Society (France)

Aurélien Masson

Ours polar

- – PAR JEAN-VIC CHAPUS

Jeune patron emblématiq­ue de la Série noire, il est récemment devenu le monsieur polar aux éditions des Arènes. Son objectif: recracher en grande littératur­e populaire la noirceur de la société.

Jeune patron emblématiq­ue de la Série noire, il est récemment devenu le monsieur polar aux éditions des Arènes. Son objectif: recracher en grande littératur­e populaire la noirceur de la société. Vaste programme.

Quand on est directeur d’une collection littéraire comme la Série noire, pour quelles raisons acceptet-on de quitter son poste? Cela faisait quand même 17 ans que je bossais à la Série noire. Entre-temps, il y a eu des divorces, la paternité... Des choses qui te donnent envie de créer ton histoire à toi. La Série noire, c’est une collection durkheimie­nne. Il n’y a pas plus prestigieu­x, mais dès qu’on fait un pas de côté, on doit se justifier sur le passé, sur des vieilles traduction­s de 1972. On doit répondre à la question: ‘Pourquoi vous avez édité tel livre de Maurice G. Dantec?’ Ce genre de choses te fait sentir que tu ne pourras jamais assumer complèteme­nt tes choix.

Comment les gens des Arènes arrivent-ils à vous sortir de votre poste? Avec Laurent Beccaria (patron des éditions des Arènes, ndlr), on s’est vus courant 2016 dans un bar près de la gare de Lyon. Aucun motif particulie­r à cette rencontre. En tout cas, je ne l’avais pas senti. On parle littératur­e, j’écluse quelques bières... C’est seulement à la fin de la conversati­on qu’il me dit, presque gêné: ‘Écoute, j’ai envie de lancer une collection littéraire avec toi.’ Ce n’est pas la première fois que l’on ‘me drague’ dans le milieu de l’édition, mais normalemen­t ça arrive vite au: ‘Tu devrais nous rejoindre, mais surtout prends avec toi les gros vendeurs de la Série noire.’ Là, l’idée, c’est vraiment de créer une collection de romans noirs qui secouent le réel. Tu as l’islamisme radical, la corruption, la montée des extrêmes, la paupérisat­ion de la société et tu as envie de les mettre en scène à travers des polars. Parce que le rôle du polar, c’est de te ramener au réel. Violemment. C’est comme un chien qui te bouffe les mollets alors que tu fais du vélo peinard à la campagne. Tu flânes, tu regardes le paysage, tu rêvasses, ‘putain, elle est jolie cette clairière, quand même’… Tout à coup, crac! t’as un molosse qui te plante ses crocs dans la jambe. Alors, OK, ça fait mal, ça saigne, mais ça te rappelle aussi qu’on n’a pas le droit de trop se laisser avoir par la fausse plénitude des choses.
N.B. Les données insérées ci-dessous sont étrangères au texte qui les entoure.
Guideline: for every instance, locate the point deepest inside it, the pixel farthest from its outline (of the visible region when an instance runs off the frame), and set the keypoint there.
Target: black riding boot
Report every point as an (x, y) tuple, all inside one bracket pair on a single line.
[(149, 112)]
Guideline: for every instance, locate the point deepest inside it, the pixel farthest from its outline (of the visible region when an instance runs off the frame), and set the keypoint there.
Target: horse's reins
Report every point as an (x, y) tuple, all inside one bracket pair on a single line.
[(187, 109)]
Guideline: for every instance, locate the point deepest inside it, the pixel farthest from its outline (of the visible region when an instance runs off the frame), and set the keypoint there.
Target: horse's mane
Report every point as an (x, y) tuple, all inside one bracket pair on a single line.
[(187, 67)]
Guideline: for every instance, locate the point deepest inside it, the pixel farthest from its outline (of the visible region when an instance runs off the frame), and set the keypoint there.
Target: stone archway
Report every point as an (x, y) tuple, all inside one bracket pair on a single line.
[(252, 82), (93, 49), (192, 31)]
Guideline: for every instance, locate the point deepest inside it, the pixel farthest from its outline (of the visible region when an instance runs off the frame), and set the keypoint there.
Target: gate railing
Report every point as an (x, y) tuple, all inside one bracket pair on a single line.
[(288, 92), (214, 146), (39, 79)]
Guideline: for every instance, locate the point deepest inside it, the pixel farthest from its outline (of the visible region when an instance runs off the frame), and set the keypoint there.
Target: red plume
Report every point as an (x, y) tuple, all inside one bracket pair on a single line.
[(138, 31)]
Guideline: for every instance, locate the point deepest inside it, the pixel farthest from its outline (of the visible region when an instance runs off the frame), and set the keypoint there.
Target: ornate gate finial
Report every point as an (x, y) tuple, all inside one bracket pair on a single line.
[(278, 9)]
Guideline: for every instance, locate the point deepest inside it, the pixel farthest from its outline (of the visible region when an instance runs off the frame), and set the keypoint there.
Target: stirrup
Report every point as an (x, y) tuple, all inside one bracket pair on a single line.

“Plus la société va mal et plus le polar se porte bien”

L’ambiance en France depuis le début de la présidence Macron, ça peut être un bon terreau pour le roman noir? T’as pas mieux! Toute cette société ‘en marche’ que vend Macron, cette société des opportunit­és, de la flexibilit­é et du mouvement, ça va nous anesthésie­r un temps et après on réalisera: ‘Mais en fait on ne va pas pouvoir tous devenir des cadres sup’! Il y en a qui vont être obligés de nettoyer les chiottes des gagnants de cette nouvelle société.’ Certains vont comprendre qu’ils ne peuvent pas être ‘en marche’, urbains et cool parce que leur quotidien, c’est d’avoir les pieds dans la glaise. Et ça va enclencher une sacrée matrice de romans, de disques, de films courts, politiques. Dans une société qui pousse à la folie, il te faut des oeuvres pour que tu te dises: ‘En fait, je ne suis pas fou.’ Le polar ne te présente jamais le monde extérieur de façon à ce que tu t’y identifies. Le polar, ce sont des gens ultrasensi­bles qui ne sont pas heureux de ce qu’ils voient. Plus la société va mal et plus le polar se porte bien.

Que Virginie Despentes, quelqu’un dont vous devez vous sentir proche culturelle­ment, soit un des cartons de l’année dans la littératur­e française, ça vous évoque quoi? C’est un motif d’espoir. Cela explique que les gens aujourd’hui réclament autre chose que ces livres à la con qui disent: ‘Allez, bois du café ma chérie, ton amour viendra demain.’ Je suis plutôt un optimiste. Je trouve qu’on est en train de revenir aux utopies des années 70, ce moment où des tas de petites cavernes culturelle­s ou politiques offraient un contre-pouvoir au système dominant.